Ashkenazi and Sephardi Chief Rabbis David Lau and Yitzhak Yosef jointly signed the new guidelines, which will affect all registered operating systems sold in Israel. When a user instructs the operating system to convert a file from one format to another, a dialogue box will appear on screen to ask whether he or she is sure of the decision. Clicking “Yes” will prompt the display of material relating to the conversion and warning of the responsibilities and requirements that conversion entails. Only after successfully completing a test at the end of the session will the user be allowed to proceed to the next step.
The second step is introduced by the same question testing the user’s sincerity, and a “yes” response warns of the dire consequences of insincere acceptance or observance, and of the societal dangers posed by the phenomenon. A second test further challenges the user to remember and apply the relevant information, and only then will a third “yes” click lead to actual file conversion.
Rabbis Lau and Yosef explained that the new rules, called the Graphic Interface Yes-Urging Requirements (GIYUR), are aimed at gauging the sincerity of file conversions and weeding out the potentially dangerous ones. “We have had bitter experience with conversions that go awry, and with those that are simply incompatible with the operating system,” said Lau. “We want to include as many files as possible in the right formats, but that does not mean throwing open the floodgates and saying anything goes.”

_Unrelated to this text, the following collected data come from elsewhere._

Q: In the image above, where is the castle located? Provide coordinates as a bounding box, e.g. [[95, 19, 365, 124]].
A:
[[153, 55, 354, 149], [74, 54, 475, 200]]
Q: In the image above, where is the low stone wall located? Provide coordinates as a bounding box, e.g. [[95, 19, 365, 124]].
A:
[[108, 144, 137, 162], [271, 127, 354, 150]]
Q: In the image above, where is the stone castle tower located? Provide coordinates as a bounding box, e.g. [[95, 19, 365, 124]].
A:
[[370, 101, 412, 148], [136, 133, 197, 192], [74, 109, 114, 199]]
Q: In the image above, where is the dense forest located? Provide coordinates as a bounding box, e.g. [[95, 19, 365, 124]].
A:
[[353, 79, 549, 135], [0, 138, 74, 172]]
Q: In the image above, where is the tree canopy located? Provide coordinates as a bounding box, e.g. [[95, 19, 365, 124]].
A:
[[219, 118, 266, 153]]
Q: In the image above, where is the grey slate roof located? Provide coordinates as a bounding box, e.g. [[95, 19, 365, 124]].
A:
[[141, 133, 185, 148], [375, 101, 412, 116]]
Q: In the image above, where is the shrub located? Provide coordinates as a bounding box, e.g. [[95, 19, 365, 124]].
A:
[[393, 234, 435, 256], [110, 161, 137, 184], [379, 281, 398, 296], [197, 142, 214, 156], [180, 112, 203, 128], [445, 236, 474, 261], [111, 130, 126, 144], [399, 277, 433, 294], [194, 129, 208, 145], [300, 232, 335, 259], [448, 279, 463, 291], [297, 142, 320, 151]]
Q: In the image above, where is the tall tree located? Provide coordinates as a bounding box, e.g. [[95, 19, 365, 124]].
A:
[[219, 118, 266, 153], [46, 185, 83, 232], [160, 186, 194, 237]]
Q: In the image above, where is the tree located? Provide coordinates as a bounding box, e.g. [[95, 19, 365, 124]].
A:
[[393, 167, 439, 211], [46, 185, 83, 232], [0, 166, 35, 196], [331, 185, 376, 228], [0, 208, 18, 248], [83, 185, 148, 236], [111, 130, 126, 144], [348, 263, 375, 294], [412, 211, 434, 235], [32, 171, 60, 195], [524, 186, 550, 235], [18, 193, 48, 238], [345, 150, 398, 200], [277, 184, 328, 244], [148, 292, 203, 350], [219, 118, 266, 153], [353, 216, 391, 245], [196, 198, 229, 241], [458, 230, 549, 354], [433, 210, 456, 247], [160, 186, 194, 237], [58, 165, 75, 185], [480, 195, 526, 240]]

The move comes amid decades of contentious debate over the nature and role the Rabbinate and Jewish law in general should play in defining Israel, and is sure to meet with objections from users and software providers already irked at what they perceive as undue interference by the Rabbinate in what should be personal and private affairs.
“All this will do is drive users away,” warned Uri Regev of the Union for Progressive Programming. “The Rabbinate can’t pretend everybody uses Windows anymore, or that users won’t go elsewhere to convert their files. Times have changed, and our practices must adapt to the changing ways users interact with their files. In fact the Rabbinate should be disbanded as a government institution and let users handle their own file conversion if they so choose.”
A Rabbinate spokesman scoffed at the idea that file conversion should be open to anyone. “There has to be a single standard that everyone accepts, or Israeli society courts rampant incompatibility among its constituent files and systems,” said Rabbi Sam Sung. “Things have to be properly regulated because users don’t automatically know what to do. They might have incomplete data. They’re not androids.”